Sprechen und Spielen: Improvisation
Erschienen in: Lektionen 7: Theater der Dinge – Puppen-, Figuren- und Objekttheater (10/2016)
Improvisation mit Puppen ist das Verinnerlichen und Phantasieren von Fremdkörpern durch Bewegung und deren sprachliche Synchronisation mit Stimme. Der erste Schritt dazu und gleichzeitig der schwierigste Punkt ist, klarzumachen, dass Improvisieren keine theaterspezifische Methode, sondern ein alltägliches, von jedem Menschen ständig angewandtes Prinzip ist, das letztlich Leben bedeutet. Ohne Improvisation kann kein Mensch überleben. Wir haben kein Textbuch, sondern müssen morgens mit dem Aufstehen sofort beginnen, Worte zu finden: zu anderen Menschen, zu uns selbst; wir müssen ständig Entscheidungen treffen, durch die Gesten, Worte, Handlungen entstehen – alles ohne vorgeschriebenen Text, ohne Spielanleitung und Regie. Das Theater hat offensichtlich das Improvisieren nicht erfunden.

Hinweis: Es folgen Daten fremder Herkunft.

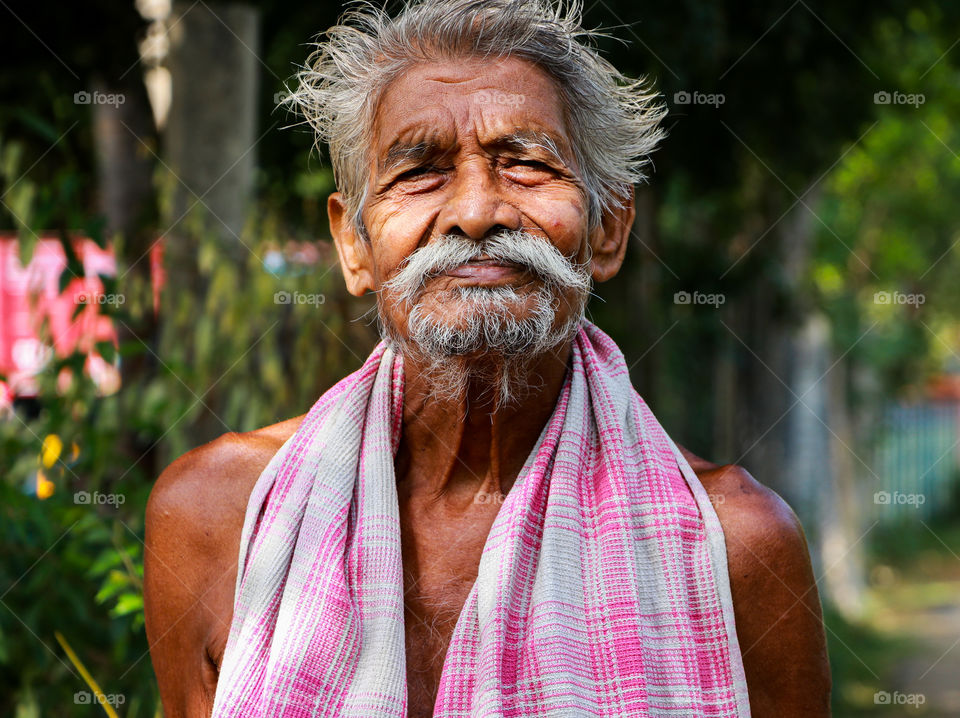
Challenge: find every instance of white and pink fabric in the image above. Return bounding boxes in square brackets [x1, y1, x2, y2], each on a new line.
[213, 322, 749, 718]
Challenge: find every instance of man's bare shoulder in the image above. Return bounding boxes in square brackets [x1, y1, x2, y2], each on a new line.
[147, 416, 303, 538]
[681, 448, 830, 716]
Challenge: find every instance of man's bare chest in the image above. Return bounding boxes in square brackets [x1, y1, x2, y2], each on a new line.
[400, 496, 496, 718]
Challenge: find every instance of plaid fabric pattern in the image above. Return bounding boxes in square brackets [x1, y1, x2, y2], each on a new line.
[213, 322, 749, 718]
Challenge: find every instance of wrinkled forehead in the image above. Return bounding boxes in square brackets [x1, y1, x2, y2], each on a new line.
[371, 58, 571, 168]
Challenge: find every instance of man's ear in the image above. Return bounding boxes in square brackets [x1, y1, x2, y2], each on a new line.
[327, 192, 376, 297]
[590, 187, 637, 282]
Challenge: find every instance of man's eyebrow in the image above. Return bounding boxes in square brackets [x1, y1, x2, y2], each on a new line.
[378, 140, 439, 172]
[485, 130, 566, 164]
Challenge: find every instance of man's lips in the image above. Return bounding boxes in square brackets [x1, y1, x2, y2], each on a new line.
[443, 259, 525, 281]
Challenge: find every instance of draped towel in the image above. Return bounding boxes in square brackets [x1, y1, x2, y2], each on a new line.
[213, 321, 749, 718]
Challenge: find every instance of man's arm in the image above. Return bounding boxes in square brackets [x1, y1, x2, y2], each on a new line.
[144, 418, 299, 718]
[684, 451, 830, 718]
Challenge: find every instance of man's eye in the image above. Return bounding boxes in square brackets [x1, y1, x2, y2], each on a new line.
[507, 159, 553, 172]
[397, 166, 437, 180]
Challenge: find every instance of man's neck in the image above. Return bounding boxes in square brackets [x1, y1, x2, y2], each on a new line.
[396, 341, 572, 506]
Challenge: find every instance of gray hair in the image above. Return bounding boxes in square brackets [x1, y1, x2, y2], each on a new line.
[285, 0, 666, 231]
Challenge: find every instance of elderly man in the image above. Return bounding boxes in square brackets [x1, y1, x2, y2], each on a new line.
[145, 0, 829, 718]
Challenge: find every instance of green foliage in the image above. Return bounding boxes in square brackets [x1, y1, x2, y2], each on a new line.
[0, 134, 376, 716]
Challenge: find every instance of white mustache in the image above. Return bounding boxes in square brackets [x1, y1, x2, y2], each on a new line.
[383, 230, 592, 302]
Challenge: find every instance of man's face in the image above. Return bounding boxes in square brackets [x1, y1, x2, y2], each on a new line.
[330, 52, 632, 360]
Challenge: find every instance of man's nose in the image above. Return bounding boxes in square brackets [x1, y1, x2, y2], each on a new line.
[437, 162, 522, 240]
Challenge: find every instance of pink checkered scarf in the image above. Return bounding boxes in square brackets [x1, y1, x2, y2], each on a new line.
[213, 322, 749, 718]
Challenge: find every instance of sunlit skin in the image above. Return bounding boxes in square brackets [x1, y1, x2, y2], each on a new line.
[145, 59, 830, 718]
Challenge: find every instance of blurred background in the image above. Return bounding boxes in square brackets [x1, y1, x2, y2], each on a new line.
[0, 0, 960, 718]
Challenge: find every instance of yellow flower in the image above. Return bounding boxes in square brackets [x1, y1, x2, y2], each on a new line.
[40, 434, 63, 469]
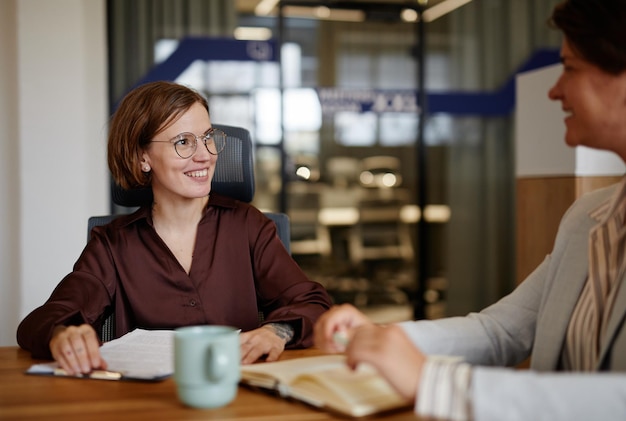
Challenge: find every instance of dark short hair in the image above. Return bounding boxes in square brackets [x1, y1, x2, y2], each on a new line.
[549, 0, 626, 75]
[108, 81, 209, 189]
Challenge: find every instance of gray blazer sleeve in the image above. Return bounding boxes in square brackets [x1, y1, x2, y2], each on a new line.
[401, 188, 626, 421]
[471, 367, 626, 421]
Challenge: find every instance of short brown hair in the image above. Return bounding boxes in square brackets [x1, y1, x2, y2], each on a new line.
[108, 81, 209, 189]
[549, 0, 626, 75]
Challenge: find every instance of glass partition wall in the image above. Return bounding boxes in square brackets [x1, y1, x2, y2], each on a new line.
[108, 0, 559, 320]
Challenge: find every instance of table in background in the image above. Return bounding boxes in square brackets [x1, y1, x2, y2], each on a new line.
[0, 347, 419, 421]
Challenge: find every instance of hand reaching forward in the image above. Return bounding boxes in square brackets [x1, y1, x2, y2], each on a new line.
[49, 324, 107, 375]
[239, 323, 293, 364]
[313, 304, 373, 353]
[346, 324, 426, 401]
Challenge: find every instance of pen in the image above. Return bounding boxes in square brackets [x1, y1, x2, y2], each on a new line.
[54, 368, 123, 380]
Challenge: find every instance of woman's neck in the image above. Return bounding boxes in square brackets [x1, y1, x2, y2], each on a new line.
[152, 196, 209, 228]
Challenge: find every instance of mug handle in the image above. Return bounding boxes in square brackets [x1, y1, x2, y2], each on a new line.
[206, 345, 230, 382]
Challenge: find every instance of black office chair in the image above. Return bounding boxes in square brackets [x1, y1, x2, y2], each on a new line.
[87, 124, 291, 342]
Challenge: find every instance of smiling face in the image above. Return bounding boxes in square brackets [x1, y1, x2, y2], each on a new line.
[548, 38, 626, 160]
[141, 103, 217, 203]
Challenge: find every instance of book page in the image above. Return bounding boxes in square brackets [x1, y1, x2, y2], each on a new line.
[241, 355, 346, 389]
[290, 364, 410, 417]
[241, 355, 410, 417]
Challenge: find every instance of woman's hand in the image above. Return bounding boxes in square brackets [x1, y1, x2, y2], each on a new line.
[239, 323, 293, 364]
[346, 324, 426, 401]
[50, 324, 107, 375]
[313, 304, 373, 353]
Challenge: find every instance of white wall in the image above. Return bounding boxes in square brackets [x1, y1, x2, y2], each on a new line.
[0, 0, 19, 345]
[515, 64, 626, 177]
[0, 0, 109, 345]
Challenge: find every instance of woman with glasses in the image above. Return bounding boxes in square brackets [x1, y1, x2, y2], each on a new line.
[17, 82, 330, 374]
[315, 0, 626, 421]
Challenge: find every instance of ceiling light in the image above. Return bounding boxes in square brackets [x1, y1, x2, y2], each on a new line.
[254, 0, 278, 16]
[233, 26, 272, 41]
[422, 0, 472, 22]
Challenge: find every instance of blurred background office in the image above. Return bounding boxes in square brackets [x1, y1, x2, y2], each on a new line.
[0, 0, 560, 345]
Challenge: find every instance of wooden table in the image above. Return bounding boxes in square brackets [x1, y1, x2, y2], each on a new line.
[0, 347, 419, 421]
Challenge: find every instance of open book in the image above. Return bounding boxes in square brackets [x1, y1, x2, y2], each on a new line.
[26, 329, 174, 381]
[241, 355, 411, 417]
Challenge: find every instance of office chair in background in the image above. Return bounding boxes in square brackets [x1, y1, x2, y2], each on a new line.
[87, 124, 291, 342]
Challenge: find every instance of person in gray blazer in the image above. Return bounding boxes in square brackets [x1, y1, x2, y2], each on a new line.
[315, 0, 626, 421]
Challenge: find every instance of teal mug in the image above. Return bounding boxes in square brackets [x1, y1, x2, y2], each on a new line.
[174, 326, 241, 408]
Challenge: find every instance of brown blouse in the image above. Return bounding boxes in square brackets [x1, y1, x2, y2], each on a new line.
[17, 194, 331, 358]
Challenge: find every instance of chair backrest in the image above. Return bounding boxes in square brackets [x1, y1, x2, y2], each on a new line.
[87, 124, 291, 342]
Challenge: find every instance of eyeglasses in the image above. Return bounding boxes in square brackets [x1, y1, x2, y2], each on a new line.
[150, 128, 226, 159]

Wer kennt dieses Spiel nicht: Hätte ich doch in der gerade vergangenen Situation auf den Satz von Frau Y oder Herrn X das und das, etwas anderes gesagt, oder wäre ich doch ruhig geblieben, dann wäre das alles ganz anders gelaufen usw. – So geht man eine Situation gedanklich oder in einem Gespräch noch einmal durch und schneidet oft besser ab, weil man aus der Ruhe des Nachspielens heraus viel schlagfertiger ist. Das ist eine verspätete Schlagfertigkeit, ja, verspätet, aber sie hilft uns vielleicht das nächste Mal, besser in einer ähnlichen Situation zu bestehen oder anders...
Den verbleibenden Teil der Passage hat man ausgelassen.